彼の腕の中でボーッとしてばかりもいられない。
抱かれたまま、すぐさま目の前の隻腕バルバロファングにナーダをかける。
コイツらで気を付けなくちゃいけないのは防御力よりそのパワー!
火の粉の姿を借りた熱気が狼男を包む。魔法を喰らうまいとして俊足で逃げて行ったけど、この魔法は単体モードならロックオンした時点で追尾するからかわせないもんね!
戦闘不能の騎士さん達が増えてきたし、もう手加減なんてしてられない! 後で回復するから許せ!
ナーダに引き続きまして火の全体魔法、フレアボム!
シル【ぅ、痛!!】
右肩に激痛が走って、狙った方に腕を伸ばせない。途端に集中も切れて魔法が出なかった。
引っ掴まれて放り投げられた時に痛めたみたいだ。あー、もう折角まとまってたから一網打尽のチャンスだったのに散らばっちゃった!
シル【ンにゃろー・・・っ キュアール使ってる場合じゃねえ!喰らえアイシクルシュート!】
ヒー【】
イラっとして言動が粗くなったあたしにヒースが若干ひいて言葉を失ってる。
指差した左手の指先から氷柱の弾丸がバババッと連射された。こうすると広範囲に飛ばさず一点集中できるんだよね! 利き手じゃなくても問題なし!
狼男に向かってマシンガンのように氷柱が向かう。
この距離でこの連射速度で追われたらなら避けられまい! 串刺しになるが良い!
ガガガッとあたしが指差した線上にある木々に氷柱が突き刺さっていく。細い木だったら貫通して折れるくらいの威力だ。周りに身を隠せる物なんかないぞ!

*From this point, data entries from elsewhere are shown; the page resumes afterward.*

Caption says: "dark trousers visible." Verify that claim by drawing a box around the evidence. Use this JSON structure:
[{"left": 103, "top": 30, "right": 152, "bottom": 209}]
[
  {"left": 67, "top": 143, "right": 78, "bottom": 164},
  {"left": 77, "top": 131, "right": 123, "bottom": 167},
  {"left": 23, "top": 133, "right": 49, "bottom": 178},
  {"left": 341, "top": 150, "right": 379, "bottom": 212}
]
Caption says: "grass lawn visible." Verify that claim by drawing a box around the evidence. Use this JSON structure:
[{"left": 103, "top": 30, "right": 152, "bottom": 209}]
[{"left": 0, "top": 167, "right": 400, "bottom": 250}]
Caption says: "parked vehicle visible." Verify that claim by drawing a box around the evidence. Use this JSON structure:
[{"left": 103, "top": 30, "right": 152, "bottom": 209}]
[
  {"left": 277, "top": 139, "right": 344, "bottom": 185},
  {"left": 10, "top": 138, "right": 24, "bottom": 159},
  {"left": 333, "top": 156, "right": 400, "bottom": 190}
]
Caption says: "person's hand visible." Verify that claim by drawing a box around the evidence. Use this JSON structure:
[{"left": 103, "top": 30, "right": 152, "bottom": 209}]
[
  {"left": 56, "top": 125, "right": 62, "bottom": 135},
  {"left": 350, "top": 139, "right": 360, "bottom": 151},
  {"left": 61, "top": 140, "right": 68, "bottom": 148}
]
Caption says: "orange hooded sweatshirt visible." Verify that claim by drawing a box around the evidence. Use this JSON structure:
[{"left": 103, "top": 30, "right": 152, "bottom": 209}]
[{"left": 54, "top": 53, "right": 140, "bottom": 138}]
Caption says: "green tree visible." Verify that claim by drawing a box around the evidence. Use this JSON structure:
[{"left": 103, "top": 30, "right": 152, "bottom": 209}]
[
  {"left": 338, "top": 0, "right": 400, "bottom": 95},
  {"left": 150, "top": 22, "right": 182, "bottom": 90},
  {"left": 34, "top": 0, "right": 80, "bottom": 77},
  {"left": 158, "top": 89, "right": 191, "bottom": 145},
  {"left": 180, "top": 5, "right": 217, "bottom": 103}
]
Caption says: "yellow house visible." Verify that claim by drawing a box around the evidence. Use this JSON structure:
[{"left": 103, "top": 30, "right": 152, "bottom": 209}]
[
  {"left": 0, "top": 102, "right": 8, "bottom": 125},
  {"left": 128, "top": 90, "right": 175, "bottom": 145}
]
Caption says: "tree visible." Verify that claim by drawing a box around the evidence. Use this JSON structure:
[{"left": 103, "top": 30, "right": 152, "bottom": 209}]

追い詰められたバルバロファングが地面を殴った。直後土が波立って壁になってアイシクルシュートを遮った。
くそ! 範囲はあたしより全然小さいけど、アースウェイブ(※1)使うわけ?! めんどくさいなぁ!
アルファ探しも超困難。初見のあたしじゃ見た目で区別ができない。せめて色違いだとか、角が生えてるとか分かりやすい特徴付けててよ!
あー、もう! これ以上時間もかけてられないし、もうとにかく一から十まで手当たり次第にぶっ倒す!
~魔法の捕捉説明~
※1:アースウェイブ・・・物理障壁も兼ねる土系魔法。出が速くて使用用途も多岐にわたる便利な魔法の一つ。シルフィーさんもクリスタルドラゴンのブレスを防御する時に使用した。